The 22 states have filed an amicus brief in support of the pro-gun rights side, arguing that it violates Americans’ Second Amendment right to bear arms. They say it bans the possession of arms even for self-defense, since the magazines that are banned are integral to some of the most popular firearms.
"California is trying to turn otherwise law-abiding citizens into criminals simply for owning the magazines that come standard to many of the most popular firearms in our country," Louisiana Attorney General Jeff Landry said in a statement. "As radical leftist lawmakers in California and beyond persist in their attempts to legislatively overrule our constitutional rights, I will continue to stand strong in defense of our right to keep and bear arms."
The 22 states with Republican state attorney generals signed onto the amicus brief include Alaska, Georgia, Indiana, Montana, Ohio, South Dakota, Texas and West Virginia. Oral arguments are scheduled to begin on the case in June.

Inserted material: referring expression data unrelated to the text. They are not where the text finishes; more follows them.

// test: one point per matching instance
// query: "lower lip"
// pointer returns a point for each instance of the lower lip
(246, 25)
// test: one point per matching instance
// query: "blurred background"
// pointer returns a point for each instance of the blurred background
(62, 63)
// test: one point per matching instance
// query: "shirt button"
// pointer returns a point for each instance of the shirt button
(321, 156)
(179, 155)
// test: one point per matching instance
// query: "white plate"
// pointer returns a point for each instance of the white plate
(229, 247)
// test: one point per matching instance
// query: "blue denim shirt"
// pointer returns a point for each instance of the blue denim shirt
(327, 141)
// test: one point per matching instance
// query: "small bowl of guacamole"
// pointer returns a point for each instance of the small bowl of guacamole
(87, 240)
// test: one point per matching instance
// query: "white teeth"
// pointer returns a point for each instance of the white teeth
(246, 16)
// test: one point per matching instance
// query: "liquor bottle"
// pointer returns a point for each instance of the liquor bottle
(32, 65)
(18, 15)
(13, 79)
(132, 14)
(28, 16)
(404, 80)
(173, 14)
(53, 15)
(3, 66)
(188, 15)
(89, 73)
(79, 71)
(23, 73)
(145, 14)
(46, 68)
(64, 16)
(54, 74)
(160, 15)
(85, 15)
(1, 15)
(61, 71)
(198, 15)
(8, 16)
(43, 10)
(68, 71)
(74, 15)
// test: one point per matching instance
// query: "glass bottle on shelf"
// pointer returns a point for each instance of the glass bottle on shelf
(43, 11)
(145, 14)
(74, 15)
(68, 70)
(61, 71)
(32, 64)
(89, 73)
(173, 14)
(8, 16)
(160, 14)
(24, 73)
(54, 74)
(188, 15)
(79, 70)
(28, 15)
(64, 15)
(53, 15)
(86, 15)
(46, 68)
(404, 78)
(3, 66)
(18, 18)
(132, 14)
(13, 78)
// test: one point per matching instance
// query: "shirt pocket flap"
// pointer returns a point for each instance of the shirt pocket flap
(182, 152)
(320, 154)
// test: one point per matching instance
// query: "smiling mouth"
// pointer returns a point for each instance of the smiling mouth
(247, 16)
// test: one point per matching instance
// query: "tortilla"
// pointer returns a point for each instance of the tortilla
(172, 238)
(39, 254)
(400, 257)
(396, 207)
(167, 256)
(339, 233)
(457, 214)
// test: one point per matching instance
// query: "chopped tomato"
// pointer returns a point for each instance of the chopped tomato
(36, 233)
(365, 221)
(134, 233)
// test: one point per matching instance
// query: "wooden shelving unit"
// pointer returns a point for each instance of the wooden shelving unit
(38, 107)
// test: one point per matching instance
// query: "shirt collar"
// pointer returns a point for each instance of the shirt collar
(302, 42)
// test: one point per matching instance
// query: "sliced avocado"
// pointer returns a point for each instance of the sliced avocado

The states argue that the right to bear arms protects those in disadvantaged communities, and in high-crime areas where law enforcement may be unable to respond in time to crimes being committed.
"California should not be allowed to invade its own citizens’ constitutional rights, and this Court should not imperil the rights of citizens in this Circuit and other states with its analysis," the brief says.
California has argued that such a ban is necessary since guns with more than 10 rounds have been used in a number of mass shootings. California banned the manufacturing, sale and transfer of such magazines in 2000. But in 2016 the state tried to ban even the possession of those magazines.
But it was struck down after the lawsuit, which was launched by the National Rifle Association and a coalition of gun owners.
The review comes as President Biden has called for the Congress to act on gun control measures -- including a ban of large-capacity magazines, after shootings in Boulder, Colo., and Atlanta Georgia.
Biden urged Congress to ban "assault weapons" as well as high-capacity magazines.
"I got that done as a senator. It brought down mass shootings, we can do it again," Biden said during remarks at the White House. "We can ban assault weapons and high-capacity magazines in this country once again."